I'm running into a problem where I want to represent a series of radians as A*arccos(Bx+C)+D, like for instance pi/2, 3*pi/4, pi...18*pi/12.. or pi/2, pi, 3pi/2, 2pi, pi/2, pi, 3pi/2....ect. But, because the domain of arccos is limited and then becomes some imaginary hyperbolic trig function outside of the domain 0<x<pi, I'm having trouble figuring out how to do that. Like normally, you could represent a series of cyclical numbers like 1,-1,1,-1 as cos(pi*x). I want to do the same thing with radians using arccos(x) where it just keeps repeating periodically as x grows arbitrarily large

[mathematic]

|Bx+C|≤1 will give you angles. > 1 leads to hyperbolic function.

[MWresearch]

Yeah...that's more or less what I said within the first post except the exact domain of arcos(x) is [0, pi].

[Endy0816]

Can you do:

 

Y = Your value

D_Y = number of digits in Y

 

Arccos(Y/10^D_Y)

 

?

[MWresearch]

I don't know what you mean exactly, but it could lead to the right idea. If you increase by a smaller and smaller number that never increases past pi, then arccos should grow indefinitely large, but it does so logarithmically according to the hyperbolic trig function so it's still not cyclical. the only thing I could think that works is arccos(cos(pi*x))*pi or something like that, but I never see anything like that anywhere.

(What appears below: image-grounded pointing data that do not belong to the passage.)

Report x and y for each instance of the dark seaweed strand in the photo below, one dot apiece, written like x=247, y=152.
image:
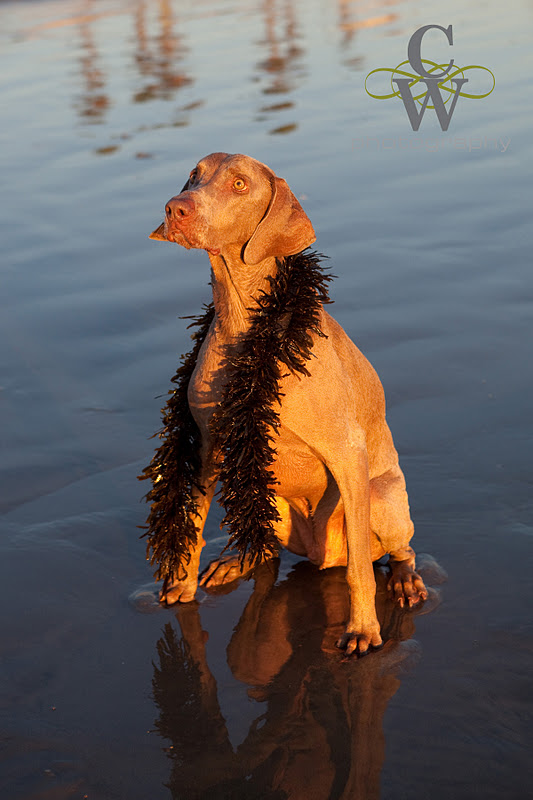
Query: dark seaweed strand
x=174, y=472
x=281, y=333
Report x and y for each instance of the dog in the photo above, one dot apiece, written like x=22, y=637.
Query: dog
x=340, y=493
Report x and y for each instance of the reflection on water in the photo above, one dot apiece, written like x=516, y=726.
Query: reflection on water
x=321, y=735
x=159, y=58
x=432, y=246
x=162, y=50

Edited July 11, 2015 by MWresearch

[mathematic]

Yeah...that's more or less what I said within the first post except the exact domain of arcos(x) is [0, pi].

The domain is [-1,1]. The range is [0,pi].

[Endy0816]

I don't know what you mean exactly, but it could lead to the right idea. If you increase by a smaller and smaller number that never increases past pi, then arccos should grow indefinitely large, but it does so logarithmically according to the hyperbolic trig function so it's still not cyclical. the only thing I could think that works is arccos(cos(pi*x))*pi or something like that, but I never see anything like that anywhere.

 

It will convert arbitrary values into the range arccos is looking for.

 

123456 / 10⁶ = 0.123456

-123 / 10³ = -0.123

 

# of Digits to left of decimal = ⌊log₁₀(|x|)⌋+1

 

arccos(x / 10^{⌊log₁₀(|x|)⌋+1} )

Edited July 12, 2015 by Endy0816

[MWresearch]

Yeah still not working for what I'm trying to do, maybe there's no way.

[Endy0816]

Are you wanting to keep your result normal via eliminating the imaginary bit?

 

That's the only other option really.

Edited July 16, 2015 by Endy0816

[MWresearch]

I don't know, I just want to represent an indefinite series of radians as some function of arccos x. If there's some way to do that with archosh(x) then that's fine.